Accurat’s Rossi, for his part, underscores the different pressures that plague professional designers compared with academics. He admits that his firm could’ve done a different job with AIGA’s graphs had they been given more resources. “It’s just that you also have to imagine that this is a non-profit project than we did in our spare time, with a fourth of the budget,” he says. Rossi also mentions that he had to work with creative parameters from Google Design, which co-sponsored the project with AIGA. “As professionals, we need to do in two days what an academic researcher might do in two years,” he says.

For Few, among the the most egregious aspects of the AIGA Design Census visualization strategy is that readers are compelled to figure out how to read every chart. Variety, in this case, becomes a stumbling block. “If you use various types of graphs to show exactly the same thing, you are forcing people to have to relearn how to read the graph every time they come to a new one,” Few points out. “There’s no reason to put people through that learning curve when they’re reading a report.”

But Rossi says this, in fact, is by design. “We stimulate curiosity by asking the reader to figure out how the chart works,” he says.
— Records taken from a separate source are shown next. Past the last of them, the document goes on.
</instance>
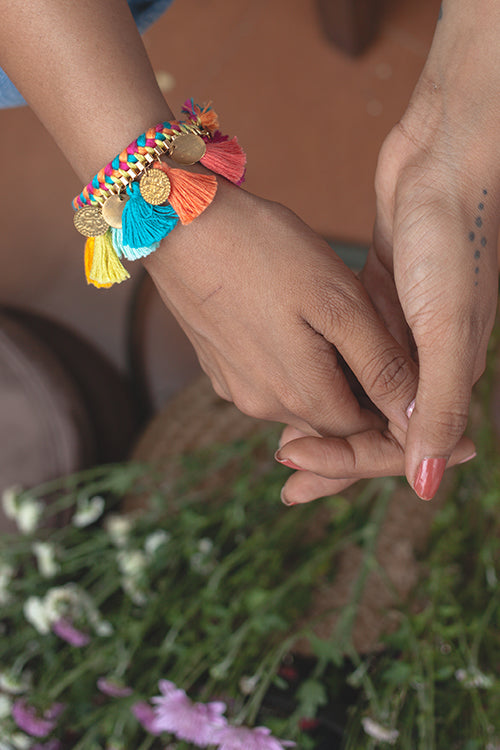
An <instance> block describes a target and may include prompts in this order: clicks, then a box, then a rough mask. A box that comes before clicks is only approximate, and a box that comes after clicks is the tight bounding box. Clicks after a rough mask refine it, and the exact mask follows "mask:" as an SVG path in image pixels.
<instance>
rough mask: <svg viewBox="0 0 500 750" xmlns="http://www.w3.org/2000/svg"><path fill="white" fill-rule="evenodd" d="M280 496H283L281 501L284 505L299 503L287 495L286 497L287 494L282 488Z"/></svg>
mask: <svg viewBox="0 0 500 750" xmlns="http://www.w3.org/2000/svg"><path fill="white" fill-rule="evenodd" d="M280 497H281V502H282V503H283V505H287V506H289V507H290V506H292V505H297V503H294V502H293V500H288V499H287V497H286V495H285V493H284V491H283V490H281V495H280Z"/></svg>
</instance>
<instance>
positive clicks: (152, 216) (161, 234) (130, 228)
mask: <svg viewBox="0 0 500 750" xmlns="http://www.w3.org/2000/svg"><path fill="white" fill-rule="evenodd" d="M127 193H128V195H129V196H130V200H128V201H127V202H126V204H125V208H124V209H123V215H122V225H123V245H124V246H125V245H128V246H129V247H132V248H136V249H137V248H144V247H150V246H151V245H152V244H153V243H154V242H160V240H162V239H163V238H164V237H166V236H167V234H169V233H170V232H171V231H172V229H174V227H175V226H176V225H177V222H178V221H179V217H178V216H177V214H176V213H175V211H174V209H173V208H172V206H170V205H167V206H151V205H150V204H149V203H146V201H145V200H144V198H143V197H142V195H141V192H140V189H139V185H138V184H137V183H136V182H133V183H132V185H130V186H129V187H128V188H127Z"/></svg>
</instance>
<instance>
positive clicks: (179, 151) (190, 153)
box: [168, 133, 207, 164]
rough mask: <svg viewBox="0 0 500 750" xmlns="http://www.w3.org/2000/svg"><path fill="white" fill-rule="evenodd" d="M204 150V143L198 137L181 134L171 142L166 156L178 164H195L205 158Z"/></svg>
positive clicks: (205, 149)
mask: <svg viewBox="0 0 500 750" xmlns="http://www.w3.org/2000/svg"><path fill="white" fill-rule="evenodd" d="M206 150H207V147H206V146H205V142H204V140H203V138H200V136H199V135H196V133H181V134H180V135H177V136H176V137H175V138H174V140H173V141H172V145H171V146H170V150H169V154H168V155H169V156H171V157H172V159H173V160H174V161H176V162H177V163H178V164H196V162H197V161H200V159H202V158H203V157H204V156H205V151H206Z"/></svg>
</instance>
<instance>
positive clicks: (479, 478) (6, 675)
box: [0, 390, 500, 750]
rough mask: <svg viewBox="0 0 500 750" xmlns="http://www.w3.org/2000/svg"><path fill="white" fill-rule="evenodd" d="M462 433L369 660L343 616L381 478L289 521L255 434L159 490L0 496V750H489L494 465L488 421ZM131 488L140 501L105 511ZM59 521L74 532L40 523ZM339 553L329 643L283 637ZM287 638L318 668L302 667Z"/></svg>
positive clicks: (498, 583) (354, 594) (496, 668)
mask: <svg viewBox="0 0 500 750" xmlns="http://www.w3.org/2000/svg"><path fill="white" fill-rule="evenodd" d="M487 398H488V393H487V390H485V392H484V394H483V399H484V400H486V399H487ZM477 440H478V441H479V442H480V443H482V445H481V446H480V450H479V451H478V455H479V456H482V458H481V459H479V460H476V461H475V462H474V463H473V464H470V465H469V466H467V467H464V468H463V470H462V471H461V472H460V473H459V472H456V474H455V475H454V476H455V484H454V486H453V487H452V489H451V491H450V495H449V497H448V499H447V502H446V503H445V504H444V506H443V509H442V510H441V511H440V512H439V513H438V515H437V517H436V520H435V524H434V531H433V536H432V539H431V542H430V545H429V549H428V551H427V553H426V575H425V576H423V577H422V580H421V582H420V584H419V585H418V587H417V588H416V590H415V592H414V595H413V598H412V600H411V601H410V602H408V603H407V604H406V605H403V604H400V606H399V607H398V616H397V627H396V629H395V630H394V632H392V633H391V634H390V635H388V636H387V637H386V643H385V649H384V650H383V651H381V652H379V653H377V654H371V655H365V656H361V655H359V654H357V653H356V651H355V650H354V649H353V647H352V641H351V633H352V625H353V622H354V617H355V614H356V609H357V606H358V604H359V601H360V599H361V596H362V594H363V589H364V587H365V584H366V581H367V579H368V574H369V572H370V571H373V570H374V569H376V568H377V565H378V563H377V560H376V556H375V551H376V545H377V539H378V534H379V530H380V528H381V524H382V522H383V520H384V516H385V510H386V507H387V504H388V502H389V500H390V498H391V495H392V493H393V491H394V487H395V483H394V482H393V481H389V482H379V481H372V482H369V483H366V484H365V485H364V487H363V488H362V489H361V490H357V494H353V495H352V496H350V498H349V500H347V499H346V498H344V497H337V498H331V499H328V500H326V501H324V502H322V503H321V504H313V505H310V506H303V507H297V508H294V509H293V513H290V512H288V511H287V510H286V509H283V506H282V505H281V503H279V502H278V501H277V498H279V489H280V487H281V484H282V482H283V472H284V470H283V468H282V467H280V466H277V465H276V464H275V462H273V460H272V458H271V459H268V458H267V457H268V456H272V455H273V448H274V445H275V441H276V433H275V432H274V431H266V432H263V433H262V434H260V435H259V436H258V437H256V438H253V439H251V440H249V441H247V442H245V443H237V444H234V445H231V446H225V447H221V446H217V447H216V446H214V447H213V449H210V450H208V451H204V452H200V453H199V454H196V455H192V456H190V457H187V458H183V459H180V460H179V465H178V467H177V469H172V474H171V476H169V477H168V482H167V481H166V480H159V479H155V478H154V477H152V473H151V469H150V468H148V467H144V466H140V465H135V464H128V465H124V466H108V467H98V468H96V469H93V470H92V471H88V472H86V473H83V474H80V475H78V476H73V477H69V478H67V479H65V480H61V481H60V482H58V483H52V484H50V485H45V486H44V487H41V488H39V489H37V490H30V491H26V492H23V491H21V490H20V489H13V490H12V491H8V492H7V493H5V495H4V498H3V505H4V510H5V512H6V513H7V514H8V515H9V516H10V517H11V518H13V519H15V520H17V522H18V525H19V529H20V533H19V535H17V536H11V537H5V538H2V539H1V540H0V605H1V608H0V631H1V636H2V637H1V639H0V750H12V749H14V750H17V749H18V748H26V750H38V749H39V750H42V748H43V749H44V750H66V748H71V750H97V748H106V749H107V750H130V748H137V750H149V748H151V749H152V750H156V749H158V750H159V749H160V748H166V747H168V748H178V749H179V750H181V748H182V749H184V748H192V747H208V748H213V749H215V748H218V750H282V749H283V748H287V747H291V746H293V745H294V744H295V743H296V746H297V747H298V748H300V750H313V749H316V748H320V747H322V748H323V747H324V748H328V750H333V749H334V748H341V747H342V748H345V750H354V749H355V750H373V749H374V748H378V747H381V748H384V747H389V746H394V747H397V748H400V749H401V750H442V748H453V749H455V748H456V749H457V750H484V748H488V750H498V748H499V747H500V732H499V726H498V716H499V715H500V684H499V679H498V675H499V672H500V635H499V633H500V585H499V547H500V521H499V514H498V507H499V502H500V467H499V466H498V461H497V457H496V453H495V450H494V448H492V445H493V440H492V435H491V433H490V432H489V427H488V425H487V424H486V423H483V425H482V427H481V430H480V432H479V433H478V436H477ZM263 456H265V457H266V458H263ZM215 472H220V473H221V476H223V481H221V482H220V483H219V484H218V486H217V487H216V488H215V489H210V487H212V488H213V487H214V482H213V481H212V480H213V477H214V474H215ZM134 494H138V495H139V496H140V497H141V498H142V500H141V503H142V507H143V510H141V511H140V512H138V513H135V514H133V515H122V514H121V513H120V512H119V511H120V504H121V503H122V502H123V498H124V497H128V498H130V497H131V496H133V495H134ZM49 496H50V498H51V503H50V505H49V506H48V507H46V506H45V504H44V502H43V499H44V497H49ZM318 508H320V509H321V513H322V516H321V519H322V520H321V523H322V529H323V533H322V534H321V535H320V536H318V535H317V534H316V535H315V536H313V535H308V533H307V529H308V528H310V527H311V524H312V523H313V522H314V518H315V514H316V513H317V512H318ZM41 509H42V510H41ZM67 509H71V512H72V522H71V523H66V524H65V525H64V526H62V527H61V528H57V529H52V530H50V529H48V528H46V527H44V526H41V523H42V519H43V522H45V520H46V518H47V516H48V515H49V514H56V513H59V512H61V511H64V510H66V512H67ZM42 511H43V512H42ZM350 542H355V543H356V544H357V545H358V547H359V548H360V550H361V553H362V558H363V560H362V564H361V566H360V569H359V576H358V580H357V581H356V582H355V583H354V585H353V587H352V592H351V596H352V598H351V601H350V602H349V603H348V605H347V606H346V607H345V608H344V610H343V611H342V612H341V613H340V617H339V618H338V620H337V622H338V624H337V627H336V630H335V632H333V633H332V635H331V637H330V638H323V639H321V638H319V637H317V636H316V635H313V634H312V632H309V630H308V629H307V628H306V626H304V627H303V628H302V630H300V631H297V630H294V624H295V623H297V622H298V621H299V620H302V619H303V614H304V613H305V612H307V611H308V607H309V606H310V601H311V582H312V581H317V580H319V579H320V578H321V577H322V576H324V575H325V573H327V572H330V571H335V563H336V558H337V556H338V554H339V552H340V551H341V550H342V549H344V548H345V546H346V544H348V543H350ZM298 638H301V639H302V641H303V640H304V638H308V639H309V643H310V647H311V650H312V652H313V653H314V655H315V657H316V658H315V660H314V661H311V662H307V664H306V667H305V668H304V669H302V667H301V663H300V660H298V659H297V657H293V656H290V654H291V653H293V646H294V643H295V642H296V641H297V639H298ZM158 692H159V694H158ZM342 702H343V703H344V705H343V707H342V705H341V704H342ZM348 703H350V704H351V705H350V706H349V705H347V704H348ZM280 738H285V739H280ZM322 743H323V744H322Z"/></svg>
In many ways, the fundamental disagreement between statisticians and designers reflects a shift in thinking about what constitutes good design. There was a time when the universal goal was to create seamless flow. Designers were charged with eliminating all obstacles, anticipating the mindset of users along the way. In the popular design reader, The Design of Everyday Things, design guru Don Norman writes that “when the point of contact between the product and the people becomes a point of friction, then the industrial designer has failed.”

In recent years, user-experience experts have begun to change their tune. They realized that a seamless flow of information and tasks results in passive, unmindful customers. Accurat’s  intentionally imperfect chart-making underscores the importance of friction to invite participation, curiosity, and engagement—for better or worse.